There is a story told of a very eminent University Professor who was called to give evidence as an ‘expert witness’ in a very legally significant case at the High Court. Normally very modest and retiring in regard to his knowledge, he was asked in court why he was qualified to speak on the subject. He replied: ‘I am the world’s single and greatest source of information in this area.’
Outside of the court a friend expressed surprise at his candid and un-characteristic comment, to which he responded: ‘What else could I say? I was under oath!’
The truth has always fascinated mankind; the quest for truth in a dispute or perhaps in a scientific discovery. I’ve always marvelled at the fact that a truth remains a truth whether we understand it, accept it or haven’t even discovered it yet … it still remains the truth. The world is not flat … it’s round, we’re all travelling at approx. 1000 mph right now, 150 people a year are killed by coconuts and a baby’s eyes are the same size now as they will be all their life – the truth remains the same even if we don’t understand it, accept it or know about it yet. So …. What about the ultimate question? Is there a truth to life? Does it exist? If it does, surely, we owe it to ourselves to investigate? Is it there but we just haven’t discovered it yet?
Jesus got into trouble because he said there was a truth, and that he was it!
Billions of people alive on the planet right now can testify to the life changing, life empowering truth of knowing Jesus in their lives. The Bible tells us that God is not hiding and he’s there to be discovered. Paul in our reading, reminds the church in Rome of the truth that God’s Holy Spirit is available to live in every one of us and should we ask him to enter our lives he does and when he does, we become the people we’re truly meant to be. Jesus said that he was life and he had come to bring us life.

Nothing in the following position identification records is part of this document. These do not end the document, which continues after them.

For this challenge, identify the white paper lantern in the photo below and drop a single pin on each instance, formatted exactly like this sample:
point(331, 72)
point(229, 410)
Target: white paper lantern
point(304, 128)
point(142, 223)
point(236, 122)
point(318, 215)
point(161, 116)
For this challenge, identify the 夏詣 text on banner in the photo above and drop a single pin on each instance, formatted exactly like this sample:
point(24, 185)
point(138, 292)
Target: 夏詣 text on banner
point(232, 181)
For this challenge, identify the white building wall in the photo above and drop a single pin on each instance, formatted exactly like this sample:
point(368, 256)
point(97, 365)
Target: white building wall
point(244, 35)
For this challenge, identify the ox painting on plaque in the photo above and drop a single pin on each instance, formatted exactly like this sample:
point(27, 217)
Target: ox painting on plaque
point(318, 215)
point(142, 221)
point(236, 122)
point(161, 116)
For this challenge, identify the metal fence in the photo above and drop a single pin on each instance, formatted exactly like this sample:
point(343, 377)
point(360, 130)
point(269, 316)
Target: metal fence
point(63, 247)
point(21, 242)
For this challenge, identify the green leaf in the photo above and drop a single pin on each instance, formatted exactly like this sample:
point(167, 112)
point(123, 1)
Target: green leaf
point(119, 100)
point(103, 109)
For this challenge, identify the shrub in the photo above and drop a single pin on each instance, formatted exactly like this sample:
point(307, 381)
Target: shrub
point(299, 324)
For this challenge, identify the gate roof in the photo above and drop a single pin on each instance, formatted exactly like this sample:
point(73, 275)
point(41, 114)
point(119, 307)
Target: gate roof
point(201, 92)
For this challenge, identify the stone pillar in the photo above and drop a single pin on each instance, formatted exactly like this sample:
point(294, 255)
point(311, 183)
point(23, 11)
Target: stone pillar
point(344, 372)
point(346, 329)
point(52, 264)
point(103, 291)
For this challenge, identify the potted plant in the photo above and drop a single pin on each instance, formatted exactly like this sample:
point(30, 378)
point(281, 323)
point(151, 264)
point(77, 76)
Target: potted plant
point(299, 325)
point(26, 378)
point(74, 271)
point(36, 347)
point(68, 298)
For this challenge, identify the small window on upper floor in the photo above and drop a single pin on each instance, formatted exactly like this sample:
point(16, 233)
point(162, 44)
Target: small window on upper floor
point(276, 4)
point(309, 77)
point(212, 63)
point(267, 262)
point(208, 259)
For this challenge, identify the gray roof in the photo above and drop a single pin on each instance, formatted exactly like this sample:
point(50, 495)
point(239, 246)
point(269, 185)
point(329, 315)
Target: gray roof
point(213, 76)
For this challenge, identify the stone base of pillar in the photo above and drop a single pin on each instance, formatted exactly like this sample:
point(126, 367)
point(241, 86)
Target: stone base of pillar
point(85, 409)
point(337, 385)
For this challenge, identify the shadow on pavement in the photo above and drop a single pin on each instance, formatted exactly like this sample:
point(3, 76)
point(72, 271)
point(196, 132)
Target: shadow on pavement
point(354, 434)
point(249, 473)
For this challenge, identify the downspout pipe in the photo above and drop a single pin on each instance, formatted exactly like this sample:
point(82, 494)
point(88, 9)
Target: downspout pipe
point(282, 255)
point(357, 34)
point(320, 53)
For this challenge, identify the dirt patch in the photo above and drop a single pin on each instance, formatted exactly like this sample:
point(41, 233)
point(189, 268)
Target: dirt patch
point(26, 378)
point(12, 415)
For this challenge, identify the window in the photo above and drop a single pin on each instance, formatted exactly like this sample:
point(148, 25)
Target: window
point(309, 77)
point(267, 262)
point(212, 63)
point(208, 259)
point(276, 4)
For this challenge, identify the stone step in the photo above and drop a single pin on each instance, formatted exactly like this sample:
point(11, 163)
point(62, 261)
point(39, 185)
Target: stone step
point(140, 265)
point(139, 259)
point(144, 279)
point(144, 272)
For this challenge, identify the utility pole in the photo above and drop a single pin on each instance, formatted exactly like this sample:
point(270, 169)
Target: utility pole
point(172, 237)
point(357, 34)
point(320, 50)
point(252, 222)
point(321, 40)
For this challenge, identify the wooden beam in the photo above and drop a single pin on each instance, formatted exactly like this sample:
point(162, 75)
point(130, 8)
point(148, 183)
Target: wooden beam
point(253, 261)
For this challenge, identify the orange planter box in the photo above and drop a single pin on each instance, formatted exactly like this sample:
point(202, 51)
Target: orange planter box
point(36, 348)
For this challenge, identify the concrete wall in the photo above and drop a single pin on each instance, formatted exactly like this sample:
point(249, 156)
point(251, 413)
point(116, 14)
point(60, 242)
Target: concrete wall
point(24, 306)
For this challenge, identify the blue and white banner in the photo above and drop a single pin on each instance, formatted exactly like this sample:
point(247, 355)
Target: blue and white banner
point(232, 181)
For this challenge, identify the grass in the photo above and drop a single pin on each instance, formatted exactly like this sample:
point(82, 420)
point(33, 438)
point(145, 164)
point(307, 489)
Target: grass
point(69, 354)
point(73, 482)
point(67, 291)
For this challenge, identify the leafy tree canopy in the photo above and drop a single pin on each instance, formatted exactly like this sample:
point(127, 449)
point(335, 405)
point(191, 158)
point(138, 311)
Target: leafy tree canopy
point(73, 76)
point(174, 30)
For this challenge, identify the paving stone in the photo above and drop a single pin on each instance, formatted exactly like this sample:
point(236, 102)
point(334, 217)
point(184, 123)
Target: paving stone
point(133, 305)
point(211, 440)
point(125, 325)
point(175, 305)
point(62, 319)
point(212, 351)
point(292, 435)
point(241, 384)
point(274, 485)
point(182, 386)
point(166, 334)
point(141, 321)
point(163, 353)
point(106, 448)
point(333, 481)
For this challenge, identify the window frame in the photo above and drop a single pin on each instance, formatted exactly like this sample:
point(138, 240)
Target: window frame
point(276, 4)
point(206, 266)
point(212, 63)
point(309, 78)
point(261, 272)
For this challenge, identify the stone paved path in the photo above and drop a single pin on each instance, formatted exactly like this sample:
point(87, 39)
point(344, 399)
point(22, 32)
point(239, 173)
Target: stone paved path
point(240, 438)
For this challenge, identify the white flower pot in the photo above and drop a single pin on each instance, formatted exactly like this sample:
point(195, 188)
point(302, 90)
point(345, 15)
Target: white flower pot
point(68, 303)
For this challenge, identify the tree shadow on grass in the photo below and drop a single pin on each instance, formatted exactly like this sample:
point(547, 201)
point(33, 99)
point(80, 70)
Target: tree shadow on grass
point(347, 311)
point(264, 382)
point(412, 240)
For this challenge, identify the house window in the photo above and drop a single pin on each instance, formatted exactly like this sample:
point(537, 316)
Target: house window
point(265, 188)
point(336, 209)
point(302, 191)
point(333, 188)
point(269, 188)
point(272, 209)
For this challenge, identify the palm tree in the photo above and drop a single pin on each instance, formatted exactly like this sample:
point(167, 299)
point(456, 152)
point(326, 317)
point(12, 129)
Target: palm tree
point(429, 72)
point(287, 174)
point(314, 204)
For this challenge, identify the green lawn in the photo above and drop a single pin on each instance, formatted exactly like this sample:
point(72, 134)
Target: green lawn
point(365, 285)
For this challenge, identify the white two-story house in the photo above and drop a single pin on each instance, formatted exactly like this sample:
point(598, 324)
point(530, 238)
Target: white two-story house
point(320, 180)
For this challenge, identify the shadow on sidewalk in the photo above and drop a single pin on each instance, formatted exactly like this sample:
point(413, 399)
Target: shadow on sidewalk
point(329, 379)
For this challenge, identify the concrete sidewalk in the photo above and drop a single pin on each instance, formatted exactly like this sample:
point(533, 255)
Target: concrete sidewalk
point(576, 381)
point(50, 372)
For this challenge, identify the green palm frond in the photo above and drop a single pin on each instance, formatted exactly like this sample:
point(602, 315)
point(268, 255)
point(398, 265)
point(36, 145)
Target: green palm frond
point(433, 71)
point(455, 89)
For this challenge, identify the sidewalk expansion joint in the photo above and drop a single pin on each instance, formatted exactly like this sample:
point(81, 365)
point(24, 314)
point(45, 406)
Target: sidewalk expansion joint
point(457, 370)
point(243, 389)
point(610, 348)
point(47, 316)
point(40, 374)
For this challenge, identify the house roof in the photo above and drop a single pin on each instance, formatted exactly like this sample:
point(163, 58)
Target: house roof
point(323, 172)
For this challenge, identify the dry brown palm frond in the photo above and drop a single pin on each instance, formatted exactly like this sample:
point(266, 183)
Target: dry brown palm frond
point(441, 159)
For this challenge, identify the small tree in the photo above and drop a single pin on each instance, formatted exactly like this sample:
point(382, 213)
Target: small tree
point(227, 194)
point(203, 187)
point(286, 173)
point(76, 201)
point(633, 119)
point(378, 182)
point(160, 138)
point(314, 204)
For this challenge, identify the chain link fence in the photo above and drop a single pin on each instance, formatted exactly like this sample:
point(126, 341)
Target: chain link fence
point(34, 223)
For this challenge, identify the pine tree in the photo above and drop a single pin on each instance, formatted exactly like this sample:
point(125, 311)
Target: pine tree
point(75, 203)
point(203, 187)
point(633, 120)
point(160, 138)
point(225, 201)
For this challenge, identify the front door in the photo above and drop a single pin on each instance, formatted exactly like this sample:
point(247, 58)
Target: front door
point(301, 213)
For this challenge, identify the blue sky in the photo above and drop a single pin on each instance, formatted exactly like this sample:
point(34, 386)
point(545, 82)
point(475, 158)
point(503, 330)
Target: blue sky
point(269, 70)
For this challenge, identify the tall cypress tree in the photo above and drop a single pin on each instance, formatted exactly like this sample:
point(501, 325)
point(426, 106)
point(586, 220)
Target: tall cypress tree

I love the line in the Gospel reading where Jesus fills Lazarus with physical life and then tells his friends to ‘let him go’ ; that he should be unfettered to live life with freedom and that we, like him, should not be restricted by the things in life that bind us and limit us like guilt and shame and unforgiveness and separation from God.
In many ways, we are like a hand puppet. On the outside, we can look fine; bright, happy, all the bits there, successful even, but when the reality is investigated, there is nothing substantial on the inside; there is no life.
Jesus said that he had come to fill us with life and when we discover him and ask him into our lives it changes everything. That’s the promise of God on offer; it just requires a decision to be made and when we make it, then just like the puppet and Lazarus we can be filled with new life and be set free to live our lives in the fullness that God intended for us.